Nous avons d’abord entendu des représentants des chambres d’agriculture : Monsieur Didier Marteau, président de la chambre d’agriculture de l’Aube, secrétaire-adjoint des Chambres d’agriculture France et président de la commission environnement, Madame Virginie Brun, responsable du service dephy-ecophyto, et Monsieur Jérémy Dreyfus, chargé de mission optimisation des intrants. Ils nous ont indiqué que 25 à 30 % d’agriculteurs étaient déjà engagés dans une démarche de progrès, qu’un autre tiers était intéressé, mais qu’un dernier tiers n’était pas réceptif aux changements de pratiques agricoles. Parmi les agriculteurs déjà engagés, on compte les 3 000 fermes DEPHY, qui concernent 255 groupes d’une douzaine d’agriculteurs chacun.
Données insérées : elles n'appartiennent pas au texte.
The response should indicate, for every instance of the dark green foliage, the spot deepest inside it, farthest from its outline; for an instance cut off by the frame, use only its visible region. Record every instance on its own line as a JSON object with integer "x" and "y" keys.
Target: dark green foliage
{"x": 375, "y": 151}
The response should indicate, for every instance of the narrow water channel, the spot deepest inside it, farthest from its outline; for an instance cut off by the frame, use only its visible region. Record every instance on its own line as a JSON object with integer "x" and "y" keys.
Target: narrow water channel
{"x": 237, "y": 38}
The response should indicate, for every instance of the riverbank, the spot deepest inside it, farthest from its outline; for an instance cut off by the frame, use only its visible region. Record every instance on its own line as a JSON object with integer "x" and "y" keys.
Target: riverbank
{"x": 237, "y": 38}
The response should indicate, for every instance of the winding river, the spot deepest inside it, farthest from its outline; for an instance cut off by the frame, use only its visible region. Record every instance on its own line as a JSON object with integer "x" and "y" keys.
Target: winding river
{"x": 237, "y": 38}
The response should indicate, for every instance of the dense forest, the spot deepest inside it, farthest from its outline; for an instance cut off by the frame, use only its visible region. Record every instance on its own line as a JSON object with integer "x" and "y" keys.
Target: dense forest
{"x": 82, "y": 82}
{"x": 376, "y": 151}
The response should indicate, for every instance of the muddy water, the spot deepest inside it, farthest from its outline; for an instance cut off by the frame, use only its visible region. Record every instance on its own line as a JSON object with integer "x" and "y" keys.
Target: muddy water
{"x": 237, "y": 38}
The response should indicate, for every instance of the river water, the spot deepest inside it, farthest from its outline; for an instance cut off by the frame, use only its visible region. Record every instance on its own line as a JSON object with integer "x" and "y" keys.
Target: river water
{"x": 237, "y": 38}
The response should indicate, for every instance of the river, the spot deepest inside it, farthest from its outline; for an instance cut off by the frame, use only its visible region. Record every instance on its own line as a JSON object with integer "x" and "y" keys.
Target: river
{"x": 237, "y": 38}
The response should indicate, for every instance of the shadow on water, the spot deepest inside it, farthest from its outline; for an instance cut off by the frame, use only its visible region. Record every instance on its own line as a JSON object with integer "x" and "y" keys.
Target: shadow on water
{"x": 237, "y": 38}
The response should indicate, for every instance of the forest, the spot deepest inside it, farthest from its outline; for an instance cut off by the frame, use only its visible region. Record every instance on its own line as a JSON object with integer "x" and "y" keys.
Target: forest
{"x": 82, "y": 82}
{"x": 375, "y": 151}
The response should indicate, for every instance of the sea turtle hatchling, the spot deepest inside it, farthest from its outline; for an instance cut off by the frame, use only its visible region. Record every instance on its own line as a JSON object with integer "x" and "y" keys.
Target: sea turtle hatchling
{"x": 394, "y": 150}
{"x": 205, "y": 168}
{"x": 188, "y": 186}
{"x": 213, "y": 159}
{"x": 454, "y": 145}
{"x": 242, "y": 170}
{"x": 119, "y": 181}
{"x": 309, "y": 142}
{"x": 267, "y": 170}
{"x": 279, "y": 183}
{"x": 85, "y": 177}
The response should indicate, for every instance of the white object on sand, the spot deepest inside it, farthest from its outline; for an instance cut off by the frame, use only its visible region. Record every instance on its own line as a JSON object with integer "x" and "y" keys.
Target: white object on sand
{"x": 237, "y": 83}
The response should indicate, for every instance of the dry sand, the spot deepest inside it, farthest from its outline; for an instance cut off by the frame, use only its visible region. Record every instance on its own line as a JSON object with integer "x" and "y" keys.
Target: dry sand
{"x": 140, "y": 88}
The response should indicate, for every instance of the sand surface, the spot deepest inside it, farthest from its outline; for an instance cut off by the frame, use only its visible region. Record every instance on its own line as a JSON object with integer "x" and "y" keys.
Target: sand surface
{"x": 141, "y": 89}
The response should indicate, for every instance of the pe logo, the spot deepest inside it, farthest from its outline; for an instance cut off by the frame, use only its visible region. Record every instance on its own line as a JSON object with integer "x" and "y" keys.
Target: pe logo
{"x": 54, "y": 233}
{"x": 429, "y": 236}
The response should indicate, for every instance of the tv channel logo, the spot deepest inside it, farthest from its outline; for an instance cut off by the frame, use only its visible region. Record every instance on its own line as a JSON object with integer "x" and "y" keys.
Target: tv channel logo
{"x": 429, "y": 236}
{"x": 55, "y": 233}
Nous avons ensuite reçu l’association Phytovictimes et son président Paul François, agriculteur de 54 ans et auteur du livre « Un paysan contre Monsanto ». Céréalier depuis 30 ans sur une parcelle de 240 hectares en Charente, Monsieur François a été victime d’un accident en 2004 lié à l’utilisation d’un désherbant produit par Monsanto, le Lasso, ensuite retiré du marché français en 2007. Monsieur François a porté plainte contre Monsanto en 2007, une affaire qui n’a toujours pas connu son épilogue à ce jour (malgré une condamnation de l’entreprise en première instance, puis en appel). Il a créé l’association Phytovictimes en 2011, qui s’est rapidement trouvée submergée par des demandes d’agriculteurs malades suite à l’utilisation de pesticides : elle compte aujourd’hui 300 adhérents et prend en charge 350 dossiers. Monsieur François estime que des milliers d’agriculteurs ont été impactés et que nous sommes à la veille d’un grave problème de santé publique, puisque les pathologies apparaissent 20 à 30 ans après l’exposition aux pesticides. Alors qu’il recourait essentiellement dans le passé à la solution chimique, il travaille désormais en bio sur une partie (105 hectares) de son exploitation. Selon ce lanceur d’alertes, il existe des solutions alternatives et des initiatives sur les territoires, qu’il faut faire connaître et développer dans tout le pays.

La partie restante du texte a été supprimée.